Less that two years after the intersection was expanded, a proposed development at Sixth Street and George Williams Way stands poised to make it obsolete. George Williams Way is a two-lane street with a center turn lane both north and south of Sixth Street, but the traffic load expected for new developments on the northwest and southwest corners of the intersection will require up to seven lanes to handle straight and turning traffic.
City Manager David Corliss is recommending that the city pay $200,000 of the cost of expanding the intersection and developers pay the rest. Brian Kubota who has plans to develop the southwest corner of the intersection said he already had paid $1 million to extend George Williams Way to the south and now expects to pay $1.2 million to expand it. He estimates he could have saved about $350,000 if a larger street had been built in the first place.
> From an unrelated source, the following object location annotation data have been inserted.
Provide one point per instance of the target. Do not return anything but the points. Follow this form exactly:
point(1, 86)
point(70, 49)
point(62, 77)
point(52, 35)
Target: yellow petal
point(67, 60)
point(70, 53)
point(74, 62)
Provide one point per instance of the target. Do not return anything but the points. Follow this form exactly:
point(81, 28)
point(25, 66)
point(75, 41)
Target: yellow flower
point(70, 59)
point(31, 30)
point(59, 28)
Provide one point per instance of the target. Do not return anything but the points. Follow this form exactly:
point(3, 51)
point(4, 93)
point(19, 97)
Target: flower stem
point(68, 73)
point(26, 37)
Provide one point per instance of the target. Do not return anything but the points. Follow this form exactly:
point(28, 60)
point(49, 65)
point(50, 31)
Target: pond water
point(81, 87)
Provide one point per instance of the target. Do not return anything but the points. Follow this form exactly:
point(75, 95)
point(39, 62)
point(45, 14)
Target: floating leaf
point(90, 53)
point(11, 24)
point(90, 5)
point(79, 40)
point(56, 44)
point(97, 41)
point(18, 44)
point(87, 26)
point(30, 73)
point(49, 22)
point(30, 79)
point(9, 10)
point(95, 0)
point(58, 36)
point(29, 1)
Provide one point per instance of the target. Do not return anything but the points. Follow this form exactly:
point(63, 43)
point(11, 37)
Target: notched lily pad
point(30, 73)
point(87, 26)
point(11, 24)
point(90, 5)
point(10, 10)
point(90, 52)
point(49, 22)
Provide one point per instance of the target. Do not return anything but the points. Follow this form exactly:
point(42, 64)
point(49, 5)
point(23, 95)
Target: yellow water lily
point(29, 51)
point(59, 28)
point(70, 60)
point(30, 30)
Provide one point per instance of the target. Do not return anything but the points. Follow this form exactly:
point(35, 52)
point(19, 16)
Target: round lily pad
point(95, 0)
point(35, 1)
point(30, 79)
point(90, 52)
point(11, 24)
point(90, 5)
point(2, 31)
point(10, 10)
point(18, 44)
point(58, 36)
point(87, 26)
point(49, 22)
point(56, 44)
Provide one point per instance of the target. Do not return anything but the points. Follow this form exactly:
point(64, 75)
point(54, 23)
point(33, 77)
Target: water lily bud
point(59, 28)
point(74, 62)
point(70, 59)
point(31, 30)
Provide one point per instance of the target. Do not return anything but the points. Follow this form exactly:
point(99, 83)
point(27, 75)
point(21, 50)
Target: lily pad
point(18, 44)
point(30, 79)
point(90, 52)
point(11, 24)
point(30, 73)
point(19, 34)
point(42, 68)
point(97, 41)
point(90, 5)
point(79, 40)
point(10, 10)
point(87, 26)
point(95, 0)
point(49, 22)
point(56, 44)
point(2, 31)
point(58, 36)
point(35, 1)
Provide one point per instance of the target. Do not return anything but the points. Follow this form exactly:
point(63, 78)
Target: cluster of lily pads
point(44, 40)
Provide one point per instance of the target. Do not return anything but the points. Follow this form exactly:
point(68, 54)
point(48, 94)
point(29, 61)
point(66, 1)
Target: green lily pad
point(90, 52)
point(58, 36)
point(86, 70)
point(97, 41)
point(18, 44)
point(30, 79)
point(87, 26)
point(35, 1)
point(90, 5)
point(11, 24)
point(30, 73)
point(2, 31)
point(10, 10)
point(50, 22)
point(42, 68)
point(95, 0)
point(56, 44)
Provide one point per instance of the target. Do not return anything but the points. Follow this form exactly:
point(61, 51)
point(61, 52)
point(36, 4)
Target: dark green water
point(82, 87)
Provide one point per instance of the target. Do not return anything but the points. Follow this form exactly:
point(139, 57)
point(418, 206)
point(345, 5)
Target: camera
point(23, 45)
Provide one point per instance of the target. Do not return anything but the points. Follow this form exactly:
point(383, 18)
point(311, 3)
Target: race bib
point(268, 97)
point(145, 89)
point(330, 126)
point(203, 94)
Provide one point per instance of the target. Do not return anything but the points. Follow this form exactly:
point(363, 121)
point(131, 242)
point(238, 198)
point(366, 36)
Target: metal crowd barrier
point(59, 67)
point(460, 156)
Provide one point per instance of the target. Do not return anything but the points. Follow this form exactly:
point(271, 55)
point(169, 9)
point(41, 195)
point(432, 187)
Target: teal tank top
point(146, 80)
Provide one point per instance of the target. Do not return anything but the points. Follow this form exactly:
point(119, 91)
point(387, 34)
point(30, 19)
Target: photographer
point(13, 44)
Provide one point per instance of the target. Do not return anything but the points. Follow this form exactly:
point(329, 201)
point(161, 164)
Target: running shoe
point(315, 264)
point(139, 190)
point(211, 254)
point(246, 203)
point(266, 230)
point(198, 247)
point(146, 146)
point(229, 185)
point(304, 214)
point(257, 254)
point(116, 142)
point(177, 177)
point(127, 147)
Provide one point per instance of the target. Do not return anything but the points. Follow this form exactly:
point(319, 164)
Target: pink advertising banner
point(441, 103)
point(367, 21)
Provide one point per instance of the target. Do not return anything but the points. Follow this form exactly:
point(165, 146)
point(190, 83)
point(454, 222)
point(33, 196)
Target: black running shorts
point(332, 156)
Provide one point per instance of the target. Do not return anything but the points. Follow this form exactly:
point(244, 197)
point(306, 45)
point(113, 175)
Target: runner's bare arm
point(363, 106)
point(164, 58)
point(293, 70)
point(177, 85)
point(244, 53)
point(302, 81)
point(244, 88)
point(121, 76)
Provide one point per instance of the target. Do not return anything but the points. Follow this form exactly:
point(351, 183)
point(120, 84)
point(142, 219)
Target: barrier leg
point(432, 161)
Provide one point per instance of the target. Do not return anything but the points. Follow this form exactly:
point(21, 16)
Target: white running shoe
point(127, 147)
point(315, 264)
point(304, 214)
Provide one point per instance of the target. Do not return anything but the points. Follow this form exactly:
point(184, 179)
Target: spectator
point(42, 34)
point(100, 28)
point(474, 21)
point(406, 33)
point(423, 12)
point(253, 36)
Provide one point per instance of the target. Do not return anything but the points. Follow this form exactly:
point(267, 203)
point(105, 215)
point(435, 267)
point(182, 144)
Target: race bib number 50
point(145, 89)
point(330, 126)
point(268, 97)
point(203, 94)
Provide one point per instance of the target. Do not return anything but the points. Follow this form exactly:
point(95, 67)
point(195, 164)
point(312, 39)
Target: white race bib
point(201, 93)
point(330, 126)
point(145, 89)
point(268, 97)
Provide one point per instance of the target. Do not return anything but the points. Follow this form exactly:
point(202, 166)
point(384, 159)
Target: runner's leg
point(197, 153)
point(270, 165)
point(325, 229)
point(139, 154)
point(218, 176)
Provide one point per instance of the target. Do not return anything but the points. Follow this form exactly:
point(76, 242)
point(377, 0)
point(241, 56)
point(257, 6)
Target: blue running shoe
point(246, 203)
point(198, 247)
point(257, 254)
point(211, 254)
The problem, Corliss said, resulted from the city’s policy of building streets only to the size needed when they are opened. “It is important that we get infrastructure in ahead of development,” he said.
That seems like a reasonable idea but it only works if the city can provide a predictable development picture through its planning process. Otherwise, infrastructure may be expanded to areas that never develop.
The northwest corner of George Williams Way and Sixth Street is a great example of the unpredictability of the city’s planning. The Horizon 2020 plan produced in the mid-1990s barely looked at that plot but saw its future as a low-density residential area. The Northwest Area Plan adopted in 1997 and the Transportation 2025 plan adopted in September 2002 showed the area as commercial, but the K-10 Nodal Plan, approved in November 2003 designated it for office use, with commercial uses farther west.
With that kind of planning, it’s a little hard to tell how large an intersection is needed, that is, until a developer comes along and forces the city to commit to a plan. Unfortunately, by then it may be too late.
Local developers long have sought more predictability in the city’s planning process. The George Williams Way fiasco offers a window on why that predictability is important to local taxpayers as well.